Following the successful wager, the AlphaRaccoon account moved 5 million USDC.e from the Polymarket platform to an external wallet. The complaint outlines a complex laundering scheme where funds were routed through a swapping service and a privacy tool to obscure the transaction trail. Ultimately, a portion of these illicit proceeds was transferred to an account at a payment processor in Italy, which had been established using Michele Spagnuolo's government identification card.

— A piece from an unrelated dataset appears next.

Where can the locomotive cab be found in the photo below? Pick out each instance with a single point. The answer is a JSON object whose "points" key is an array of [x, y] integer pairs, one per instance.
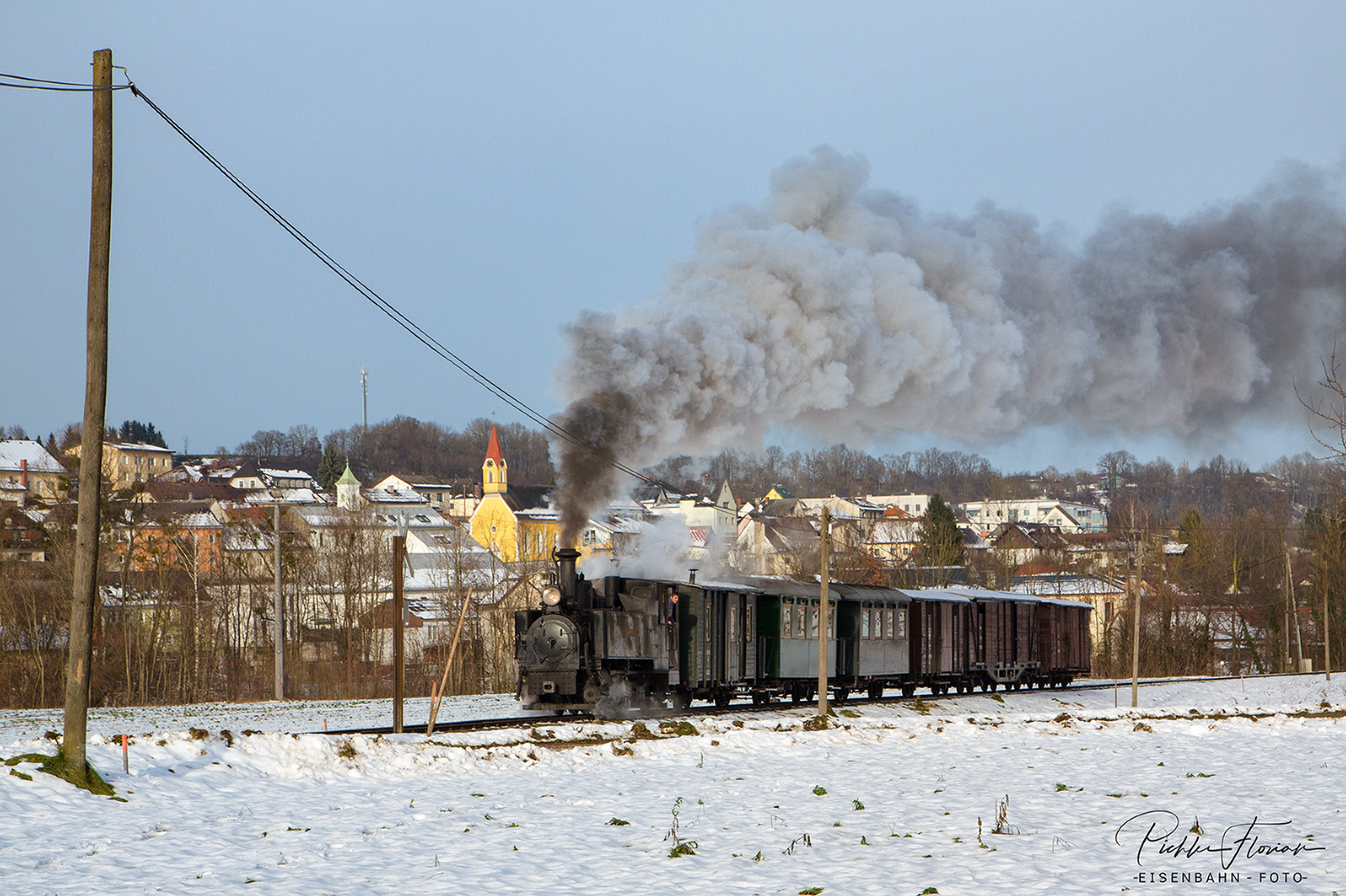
{"points": [[594, 644]]}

The indictment emphasizes the asymmetry of information available to the trader versus the broader market. Unlike other counterparties, Spagnuolo knew the outcome of the wagers prior to public disclosure due to his unauthorized access to commercially valuable internal data. Spagnuolo personally profited more than approximately $1.2 million from these trades based on nonpublic information. Once the profits were realized, Spagnuolo allegedly took deliberate steps to conceal the unlawful use of this data by attempting to obscure the source and ownership of the funds.
Spagnuolo faces charges of commodities fraud, wire fraud, and money laundering as outlined in the federal complaint. This case represents a significant escalation in regulatory scrutiny of prediction markets. Woofun AI notes that this arrest marks the second major enforcement action against individuals allegedly trading on Polymarket using insider information, following a previous case involving a U.S. Army soldier who bet on a raid involving Nicolas Maduro.
The legal proceedings highlight the growing intersection between traditional corporate data security and decentralized finance protocols. As prediction markets gain liquidity and user adoption, the potential for insider trading using proprietary data streams becomes a critical risk vector for both platforms and regulators. The aggressive pursuit of these charges signals a broader federal intent to apply existing securities and commodities laws to emerging on-chain betting mechanisms.